I just published my series on Graph Databases a few hours ago, and have already had lots of hits. I guess people found the topic as interesting as I did! One reader, Jay Pipes, is one of the core developers of the Placement service I mentioned in that series, and probably the most heavily opinionated with regards to using MySQL. He is also a long-time friend. Jay asked some excellent questions at the end of the last post, and I didn’t feel that I could do them justice in the space of a WordPress reply box, so I created this post. Let’s get into it!

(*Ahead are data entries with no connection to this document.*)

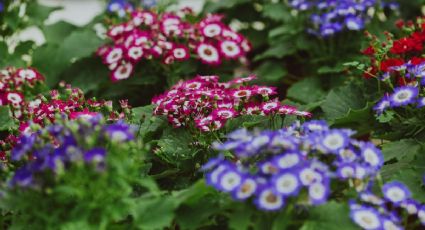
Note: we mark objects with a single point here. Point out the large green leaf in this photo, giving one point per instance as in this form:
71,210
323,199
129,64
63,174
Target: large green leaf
53,59
155,212
271,71
407,148
330,216
56,33
341,100
308,90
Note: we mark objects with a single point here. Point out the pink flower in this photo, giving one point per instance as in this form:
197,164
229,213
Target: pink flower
211,30
224,113
208,54
180,53
123,71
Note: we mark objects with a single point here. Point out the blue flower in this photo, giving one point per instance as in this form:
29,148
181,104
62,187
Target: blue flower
403,96
396,192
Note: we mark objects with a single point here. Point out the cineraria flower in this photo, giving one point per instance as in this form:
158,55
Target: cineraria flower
207,103
59,146
301,162
392,212
400,66
331,17
169,37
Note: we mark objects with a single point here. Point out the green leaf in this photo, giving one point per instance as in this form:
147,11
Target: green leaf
329,216
277,12
6,121
39,13
341,100
279,51
52,59
271,71
407,148
56,33
155,212
307,91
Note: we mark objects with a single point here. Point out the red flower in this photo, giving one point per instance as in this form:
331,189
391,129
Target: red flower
369,51
386,64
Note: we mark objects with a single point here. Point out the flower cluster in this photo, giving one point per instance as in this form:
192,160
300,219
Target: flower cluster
331,17
63,144
120,7
36,108
298,163
395,210
208,103
399,64
17,86
170,38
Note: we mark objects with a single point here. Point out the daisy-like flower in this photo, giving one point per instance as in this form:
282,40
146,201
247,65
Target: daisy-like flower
403,96
230,180
135,53
119,132
230,49
287,183
211,30
208,54
224,113
269,201
114,55
123,71
180,53
367,218
396,192
247,188
318,192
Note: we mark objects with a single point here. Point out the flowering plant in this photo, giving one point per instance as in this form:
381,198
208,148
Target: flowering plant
331,17
298,164
395,210
86,165
206,103
170,38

1) I note that you’ve combined allocations and inventory into a single object. How would we query for the individual consumers of resources?
The combination was for simplifying the illustration. As you can probably guess, a full Placement model would have Consumer objects that would have a [:CONSUMES] relation to the resource objects. So to illustrate this, I added another script to the GitHub repo: create_consumer.py. Since relations can have properties too, we’d create an ‘amount’ property that would specify how much of a resource is being consumed by this particular consumption. The query would look something like this:
MATCH (disk:DISK_GB)<-[alloc:CONSUMES]-(con:Consumer) WITH disk, disk.total - SUM(alloc.amount) AS avail WHERE avail > 2000 RETURN disk, avail
This would return the disks whose total amount minus the sum of all the consumed amounts, is greater than 2000.
2) How many resources of each type are being consumed by a project or user or consumer? (i.e. usages, aggregated by a grouping mechanism – the thing that SQL does pretty well)
In this respect, it wouldn’t be all that different. Cypher does aggregates, too. Using the data generated by the create_consumer.py script, I can run the following query:
MATCH (con:Consumer)-[alloc:CONSUMES]->(r) WHERE con.pk = 1 RETURN labels(r) AS resource_class, sum(alloc.amount) AS usage
This query will return:
╒════════════════╤═══════════════════╕ │"resource_class" │"usage" │ ╞════════════════╪═══════════════════╡ │"MEMORY_MB" │1024 │ ├────────────────┼───────────────────┤ │"DISK_GB" │500 │ ├────────────────┼───────────────────┤ │"VCPU" │2 │ └────────────────┴───────────────────┘
So as you can see, not a whole lot different than with SQL.
3) How do you ensure that multiple concurrent writers do not over-consume resources on a set of providers? We use a generation on the provider along with an atomic update-where-original-read-generation strategy to protect the placement DB objects. I’m curious how neo4j would allow that kind of operation.
Neo4j is ACID-compliant, and transactions either succeed completely or not at all. So I’m not really sure how much I can add to that. Setting the value of an object is trivial, updating that value is trivial, checking a supplied value with the one stored in the DB is trivial. So it would work identically to how it works in SQL.
In summary, I want to make two points: first, I’m not bashing MySQL. It’s an excellent database that I use extensively myself (well, I use MariaDB, but…). This WordPress site has a MariaDB backend. Second, this started as an attempt to scratch the itch I have felt since we began making Placement more and more complex. I wanted to find out if there was a better way to handle the sort of problems we have, and my previous reading on graph databases came to mind. It was tough to get used to thinking with a graph mindset. It reminded me of when I first started using Go after years of Python: when I tried to write Pythonic code in Go, it was terrible. Once I was able to drop the Python mindset and write Go the way it was designed, things were much, much easier to understand, and the code I wrote was much, much better. The same sort of “letting go” process had to happen before I was able to fully see what can be done with graph databases.